How to Decide What’s Right For You
Feeling empowered means understanding both the problem and your options. Here is how you can take charge:
- Get a clear diagnosis: Insist on knowing exactly what is standing in your way. Do not settle for vague answers.
- Understand the "why": Know whether it is an egg, sperm, tube, or uterus issue, or sometimes a combination.
- Ask about success rates, costs, and timelines: Every treatment has pros and cons. You deserve clear, honest figures, not just hope.
- Seek advice tailored to your age and unique medical history: What works for a 28-year-old may not be right for a 40-year-old.

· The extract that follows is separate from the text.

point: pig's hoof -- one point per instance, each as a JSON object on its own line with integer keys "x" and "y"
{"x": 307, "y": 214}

- Choose a clinic that explains things without jargon and guides you through the process with honesty and care.
Why Malpani Infertility Clinic’s Approach Is Different
We believe in giving our patients the knowledge and confidence to ask tough questions and make informed decisions. You will never be told to "just keep trying" or pushed into expensive treatments you do not need. Instead, we work with you to create a plan that fits your medical reality and emotional needs.
If you are tired of being left in the dark, or you want a second opinion that is honest and practical, speak with us. We are here to support you—not just as doctors, but as human beings who understand the ups and downs of this journey.
Frequently Asked Questions
Q: How do I know which infertility treatment is right for me?
A: The best treatment depends on your specific diagnosis: egg, sperm, uterus, or tube problems. Proper testing and a clear explanation from your doctor are key before starting any treatment.
Q: Does age really matter that much?
A: Yes. Female age is one of the strongest factors in fertility. The number and quality of eggs drop sharply after 35, making timely decisions important, especially for women over 38.
Q: Will medicines help with all types of infertility?
A: No. Medicines can help if the problem is with ovulation or certain hormone issues, but they do not fix blocked tubes, severe sperm problems, or age-related egg decline.
Q: Is IVF the only option if I am over 40?
A: IVF is often the most effective treatment for women over 40, especially when egg reserve is low, but your doctor will guide you based on your exact test results and situation.
Q: Can stress or lifestyle really affect fertility?
A: Yes, factors like weight, smoking, alcohol, and extreme stress can affect fertility in both men and women, but they are rarely the only cause of infertility.
Q: How long should we try before seeking help?
A: If you are under 35, see a specialist after one year of trying. If you are 35 or older, seek help after six months.
Q: Does a low sperm count always mean IVF?
A: Not always. Mild cases may respond to lifestyle changes, medicines, or IUI, but very low counts usually need IVF with ICSI. A detailed semen analysis helps guide this decision.
Q: What questions should I ask my doctor about treatment?
A: Ask about your exact diagnosis, available treatment options, their success rates, costs, timelines, and what happens if the first treatment does not work.